Nyree Dawn Porter, who died on April 10th aged 61, became a star when she was one of the popular television players used by the producer Donald Wilson to persuade a reluctant BBC to make The Forsyte Saga, the memorable 1967 series created from the novels of John Galsworthy attacking the dominance of property over humanity. The series won an audience of over 100 million in 26 countries. Nyree Dawn Porter's classical good looks, slightly wan and other-worldly, were ideal for the part of Irene Forsyte, wife of the cold "man of property" Soames Forsyte, played by Eric Porter (no relation). Her looks became known worldwide, so that for years she received often demented fan mail from people who either thought that the cold and property-conscious Soames should have been hanged, drawn and quartered for raping his beautiful but frigid wife, or sympathised with him on the grounds that Irene was herself a cold and irritating bitch.
The formidable cast with whom she had to play also included Kenneth More, who was in a career limbo at the age of 50. He played Jolyon Forsyte, cousin of Soames, who in the end runs off with Irene Forsyte.
The series, in which the character of Irene was made pivotal, was almost a non-starter. Sydney Newman, head of BBC drama, was doubtful whether a "costume" piece would appeal to popular taste in the swinging 60s. Others were equally doubtful, even if such a series were to be made, whether two people both called Porter could star in it.
In the end the actress got her big chance because of BBC politics. The 26 episodes broadcast in 1967, the centenary of Galsworthy's birth, were deliberately used by the corporation to boost public interest in the BBC 2 television channel, which had been launched three years previously. The channel needed a big, bold project and the series that made Nyree Dawn Porter's name was the most expensive BBC drama project to date.
It called for the sort of professionalism that she could provide. She had arrived in Britain from her native New Zealand in 1960, the daughter of a master butcher in Napier, and had acquired experience in New Zealand theatre companies. Some of her scenes "with" Eric Porter had to be played in his absence, with her uttering answers to questions that had not been asked, since Eric Porter had gone down with appendicitis. The last 13 episodes were being recorded when the first were being broadcast, so there was little room for error.
Of the eight million people who could receive BBC 2, six million watched The Forsyte Saga; the leading actors became household names. When the series was shown the following year on BBC 1, it was to an audience of 18 million.
Such epoch-making success in television often has a price, and it did so in the case of Nyree Dawn Porter. Before the Saga she had not experienced difficulty in getting guest appearance parts (in such series as The Saint, The Avengers and Danger Man). She could also get leading roles, making her British TV debut in the Madame Bovary series in 1964 for BBC 2, and then going on to play the title role in the television version of Hugh Walpole's Judith Paris.
But, after The Forsyte Saga, she found that the BBC usually resisted her agent's advances, calling her "our Irene", and refusing to contemplate her as anything else. She returned to the theatre, often in international tours, and in 1995 was able to boast that since playing Irene she had been round the world four times.

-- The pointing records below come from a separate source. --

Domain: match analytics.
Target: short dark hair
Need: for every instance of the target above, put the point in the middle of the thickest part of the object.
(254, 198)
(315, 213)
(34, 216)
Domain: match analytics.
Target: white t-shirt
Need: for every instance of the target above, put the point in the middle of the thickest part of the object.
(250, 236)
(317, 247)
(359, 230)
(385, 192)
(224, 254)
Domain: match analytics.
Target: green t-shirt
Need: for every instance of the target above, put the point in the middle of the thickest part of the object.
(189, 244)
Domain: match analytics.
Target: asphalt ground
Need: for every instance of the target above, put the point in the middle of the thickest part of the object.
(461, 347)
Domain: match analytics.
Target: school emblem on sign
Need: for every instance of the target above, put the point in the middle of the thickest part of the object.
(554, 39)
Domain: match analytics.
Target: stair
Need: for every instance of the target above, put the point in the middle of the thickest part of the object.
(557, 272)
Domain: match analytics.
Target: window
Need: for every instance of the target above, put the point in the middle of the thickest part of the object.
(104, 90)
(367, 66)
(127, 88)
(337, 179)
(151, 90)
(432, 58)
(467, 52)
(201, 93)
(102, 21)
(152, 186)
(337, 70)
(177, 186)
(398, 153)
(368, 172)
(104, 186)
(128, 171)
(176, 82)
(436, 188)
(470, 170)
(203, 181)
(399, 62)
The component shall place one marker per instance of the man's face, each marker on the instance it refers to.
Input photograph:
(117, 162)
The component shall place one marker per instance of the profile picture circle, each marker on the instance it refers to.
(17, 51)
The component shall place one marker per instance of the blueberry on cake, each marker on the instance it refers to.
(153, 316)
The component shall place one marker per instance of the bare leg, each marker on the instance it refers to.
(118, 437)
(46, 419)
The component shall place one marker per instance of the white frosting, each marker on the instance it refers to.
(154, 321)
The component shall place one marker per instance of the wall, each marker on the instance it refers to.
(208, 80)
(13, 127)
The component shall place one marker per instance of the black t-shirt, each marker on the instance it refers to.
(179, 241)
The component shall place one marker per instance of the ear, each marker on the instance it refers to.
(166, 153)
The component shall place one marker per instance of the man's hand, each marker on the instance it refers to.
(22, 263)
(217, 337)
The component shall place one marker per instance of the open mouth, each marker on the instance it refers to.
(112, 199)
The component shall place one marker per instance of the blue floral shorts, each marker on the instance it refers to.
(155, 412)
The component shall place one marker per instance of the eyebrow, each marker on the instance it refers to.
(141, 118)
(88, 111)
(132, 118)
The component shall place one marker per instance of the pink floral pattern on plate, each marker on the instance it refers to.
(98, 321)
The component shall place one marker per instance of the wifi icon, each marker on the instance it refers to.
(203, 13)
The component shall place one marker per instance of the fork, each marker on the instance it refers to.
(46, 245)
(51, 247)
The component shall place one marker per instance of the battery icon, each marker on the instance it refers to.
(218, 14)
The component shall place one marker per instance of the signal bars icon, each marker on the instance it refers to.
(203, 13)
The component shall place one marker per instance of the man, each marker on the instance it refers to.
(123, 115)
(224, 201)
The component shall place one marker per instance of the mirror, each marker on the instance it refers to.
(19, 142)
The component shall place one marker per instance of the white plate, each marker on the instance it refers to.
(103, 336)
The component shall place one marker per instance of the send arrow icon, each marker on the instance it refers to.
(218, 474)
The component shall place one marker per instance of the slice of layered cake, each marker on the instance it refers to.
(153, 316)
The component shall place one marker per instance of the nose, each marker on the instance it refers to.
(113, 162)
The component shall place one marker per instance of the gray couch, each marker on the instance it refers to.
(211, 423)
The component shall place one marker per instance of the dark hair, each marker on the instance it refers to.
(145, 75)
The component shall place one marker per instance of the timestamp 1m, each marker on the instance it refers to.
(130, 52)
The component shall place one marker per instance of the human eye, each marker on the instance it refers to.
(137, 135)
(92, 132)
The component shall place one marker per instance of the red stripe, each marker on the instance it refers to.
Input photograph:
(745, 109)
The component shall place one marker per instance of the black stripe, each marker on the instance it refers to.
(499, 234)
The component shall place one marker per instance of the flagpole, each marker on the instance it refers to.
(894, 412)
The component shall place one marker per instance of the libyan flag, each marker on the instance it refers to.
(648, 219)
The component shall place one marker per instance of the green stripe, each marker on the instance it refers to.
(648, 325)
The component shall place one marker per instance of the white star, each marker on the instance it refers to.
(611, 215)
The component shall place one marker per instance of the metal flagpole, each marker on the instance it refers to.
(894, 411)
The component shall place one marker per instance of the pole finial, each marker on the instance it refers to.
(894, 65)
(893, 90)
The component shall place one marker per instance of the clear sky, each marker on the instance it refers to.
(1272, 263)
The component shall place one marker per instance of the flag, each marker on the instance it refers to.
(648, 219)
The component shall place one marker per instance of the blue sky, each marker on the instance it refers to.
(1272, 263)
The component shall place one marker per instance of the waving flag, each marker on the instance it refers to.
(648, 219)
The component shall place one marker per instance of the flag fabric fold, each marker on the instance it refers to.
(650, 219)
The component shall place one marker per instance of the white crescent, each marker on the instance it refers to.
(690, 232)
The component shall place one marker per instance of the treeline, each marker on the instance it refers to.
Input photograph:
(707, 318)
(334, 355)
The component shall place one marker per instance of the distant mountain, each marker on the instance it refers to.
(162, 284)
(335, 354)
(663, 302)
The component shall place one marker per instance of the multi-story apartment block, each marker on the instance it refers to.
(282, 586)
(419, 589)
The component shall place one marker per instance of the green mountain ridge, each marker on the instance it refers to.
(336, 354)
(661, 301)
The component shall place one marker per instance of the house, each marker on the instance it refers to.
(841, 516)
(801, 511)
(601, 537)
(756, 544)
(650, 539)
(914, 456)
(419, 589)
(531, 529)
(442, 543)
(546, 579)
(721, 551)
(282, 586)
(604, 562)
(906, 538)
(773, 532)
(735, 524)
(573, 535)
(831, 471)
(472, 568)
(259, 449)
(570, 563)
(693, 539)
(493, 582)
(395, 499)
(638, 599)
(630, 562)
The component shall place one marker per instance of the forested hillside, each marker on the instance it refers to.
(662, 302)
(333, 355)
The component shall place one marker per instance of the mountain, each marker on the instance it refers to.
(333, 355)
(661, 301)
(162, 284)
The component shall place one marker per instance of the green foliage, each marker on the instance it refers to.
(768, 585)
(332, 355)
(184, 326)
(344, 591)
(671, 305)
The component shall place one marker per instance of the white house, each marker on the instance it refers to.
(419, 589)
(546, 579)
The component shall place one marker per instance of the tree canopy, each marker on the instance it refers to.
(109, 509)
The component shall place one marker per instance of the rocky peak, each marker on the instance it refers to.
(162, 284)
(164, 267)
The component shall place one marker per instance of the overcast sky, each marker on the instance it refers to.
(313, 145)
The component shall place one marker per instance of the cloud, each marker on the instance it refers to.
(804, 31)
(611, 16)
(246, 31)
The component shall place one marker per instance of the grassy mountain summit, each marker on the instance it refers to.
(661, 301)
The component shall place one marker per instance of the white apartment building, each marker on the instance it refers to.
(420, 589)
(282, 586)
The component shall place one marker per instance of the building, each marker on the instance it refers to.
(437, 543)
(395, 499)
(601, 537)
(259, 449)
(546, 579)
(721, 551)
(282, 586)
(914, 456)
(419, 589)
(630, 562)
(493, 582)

The truth could well have been that by the 1960s her personality and style were largely out of fashion, except for "costume drama" set in quite different eras. A quiet, church-going person, she maintained that "you don't need to strip to be sexy", a truth that was rapidly going out of circulation.
She acted for British TV in the 1980 series For Maddie With Love and in David Copperfield. But apart from fortune-telling with cards, which caused some of her friends to call her "the witch", she had fine bone structure but no flamboyant sales points in a steadily corrupting market. She also had personal tragedies: her first husband, actor Byron O'Leary, died from an accidental overdose of sleeping tablets and whisky; she and her second husband, Robin Halstead, by whom she had her only daughter, Talya, were divorced in 1987.
Although she appeared in a stage version of The Forsyte Saga as late as 1991, it was that one BBC television series in the 1960s that gives the Nyree Dawn Porter name (it means "little white flower" in Maori) a continuing resonance.